Queenstown was founded in 1853 and named in honour of Queen Victoria.

A condition of its establishment was that its inhabitants had to be responsible for its defence against the hostile tribes in the vicinity of the town. It was laid out around a hexagonal centre. From this point the defenders could direct fire down the six radiating thoroughfares.

It was not necessary to use the fort, and nowadays the hexagon, with its coloured fountain and lovely gardens, is an unusual town centre.

The town, built on the banks of the Komani River, is a busy communications, railway, farming and educational centre.

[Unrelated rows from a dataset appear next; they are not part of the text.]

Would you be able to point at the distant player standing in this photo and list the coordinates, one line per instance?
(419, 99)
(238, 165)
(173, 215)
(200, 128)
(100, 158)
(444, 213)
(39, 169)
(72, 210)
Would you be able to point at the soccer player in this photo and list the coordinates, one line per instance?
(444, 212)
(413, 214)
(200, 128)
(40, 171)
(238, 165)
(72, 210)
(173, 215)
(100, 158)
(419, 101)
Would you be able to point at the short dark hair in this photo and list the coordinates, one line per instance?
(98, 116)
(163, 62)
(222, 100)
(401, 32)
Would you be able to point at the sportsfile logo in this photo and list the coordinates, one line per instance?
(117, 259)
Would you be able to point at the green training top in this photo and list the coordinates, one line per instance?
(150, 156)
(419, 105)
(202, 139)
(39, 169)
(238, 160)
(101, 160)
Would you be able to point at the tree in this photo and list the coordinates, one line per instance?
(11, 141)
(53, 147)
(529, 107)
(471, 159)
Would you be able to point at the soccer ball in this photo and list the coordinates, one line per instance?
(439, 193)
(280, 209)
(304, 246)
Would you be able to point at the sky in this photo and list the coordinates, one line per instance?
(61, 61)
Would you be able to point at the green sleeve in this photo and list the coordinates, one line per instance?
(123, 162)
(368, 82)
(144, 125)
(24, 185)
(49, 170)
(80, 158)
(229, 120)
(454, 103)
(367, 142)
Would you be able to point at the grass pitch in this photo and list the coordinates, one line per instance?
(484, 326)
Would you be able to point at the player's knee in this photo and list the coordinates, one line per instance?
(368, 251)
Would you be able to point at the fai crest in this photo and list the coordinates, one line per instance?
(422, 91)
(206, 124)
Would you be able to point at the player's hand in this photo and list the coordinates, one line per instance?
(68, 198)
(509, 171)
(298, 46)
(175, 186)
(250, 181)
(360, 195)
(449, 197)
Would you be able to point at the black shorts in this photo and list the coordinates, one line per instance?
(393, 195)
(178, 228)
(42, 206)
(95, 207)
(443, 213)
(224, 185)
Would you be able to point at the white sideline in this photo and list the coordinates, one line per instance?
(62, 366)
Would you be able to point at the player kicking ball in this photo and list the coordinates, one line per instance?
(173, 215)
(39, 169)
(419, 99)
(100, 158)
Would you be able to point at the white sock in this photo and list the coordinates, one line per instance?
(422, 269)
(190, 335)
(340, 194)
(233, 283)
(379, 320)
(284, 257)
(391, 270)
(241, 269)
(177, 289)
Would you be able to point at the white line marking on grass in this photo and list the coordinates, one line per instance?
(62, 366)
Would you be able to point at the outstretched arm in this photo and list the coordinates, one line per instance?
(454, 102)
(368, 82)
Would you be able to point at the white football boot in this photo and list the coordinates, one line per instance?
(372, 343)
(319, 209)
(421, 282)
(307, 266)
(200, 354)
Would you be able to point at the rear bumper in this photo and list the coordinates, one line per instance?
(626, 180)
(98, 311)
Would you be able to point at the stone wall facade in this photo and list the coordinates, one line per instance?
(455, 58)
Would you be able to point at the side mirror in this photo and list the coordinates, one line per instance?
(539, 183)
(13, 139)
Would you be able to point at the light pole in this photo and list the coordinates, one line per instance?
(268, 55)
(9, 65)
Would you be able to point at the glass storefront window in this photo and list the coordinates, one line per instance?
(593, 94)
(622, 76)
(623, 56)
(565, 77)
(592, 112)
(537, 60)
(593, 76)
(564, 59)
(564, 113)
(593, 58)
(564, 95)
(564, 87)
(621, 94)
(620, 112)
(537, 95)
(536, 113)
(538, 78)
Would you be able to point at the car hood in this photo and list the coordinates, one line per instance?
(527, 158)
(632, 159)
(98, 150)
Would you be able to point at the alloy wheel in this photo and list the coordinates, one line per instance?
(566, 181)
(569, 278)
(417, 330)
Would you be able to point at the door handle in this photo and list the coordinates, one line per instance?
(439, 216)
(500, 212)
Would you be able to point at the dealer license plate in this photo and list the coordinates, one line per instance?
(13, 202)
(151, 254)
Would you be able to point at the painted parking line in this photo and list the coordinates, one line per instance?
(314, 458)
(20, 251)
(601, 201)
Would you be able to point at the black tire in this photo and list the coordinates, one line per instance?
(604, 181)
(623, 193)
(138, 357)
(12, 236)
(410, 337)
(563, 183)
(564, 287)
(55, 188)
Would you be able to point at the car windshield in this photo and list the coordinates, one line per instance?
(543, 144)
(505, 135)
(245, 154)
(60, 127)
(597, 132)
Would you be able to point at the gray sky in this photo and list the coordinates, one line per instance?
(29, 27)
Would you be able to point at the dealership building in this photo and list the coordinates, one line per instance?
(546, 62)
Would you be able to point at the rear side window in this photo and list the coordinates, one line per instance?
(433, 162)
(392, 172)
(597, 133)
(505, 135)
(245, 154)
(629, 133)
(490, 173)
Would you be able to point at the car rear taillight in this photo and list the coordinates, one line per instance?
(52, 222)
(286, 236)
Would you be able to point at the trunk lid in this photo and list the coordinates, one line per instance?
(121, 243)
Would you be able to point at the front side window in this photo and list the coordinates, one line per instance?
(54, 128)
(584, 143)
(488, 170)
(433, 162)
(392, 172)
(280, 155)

It has a dry and bracing climate.

The trunk road from East London enters the town through a sunken garden, named after Walter Everitt, a former park superintendent who was mainly responsible for the development of the Queenstown municipal gardens. Swans and numerous other birds frequent this garden.

A nature reserve on the slopes of Madeira Mountain has a scenic drive yielding superb views of the town and countryside. Numerous game animals have free range in this reserve and it is also noted for its aloes, cycads and various acacia species. The tamboekie thorn, Erythrina acanthocarpa is found only in this district. It grows in dense patches, giving masses of bright red and yellow flowers in October and November before the leaves are produced.

The Queenstown and Frontier Museum and Art Gallery, at the Cultural Centre in Shepstone Street, contain plants and animals.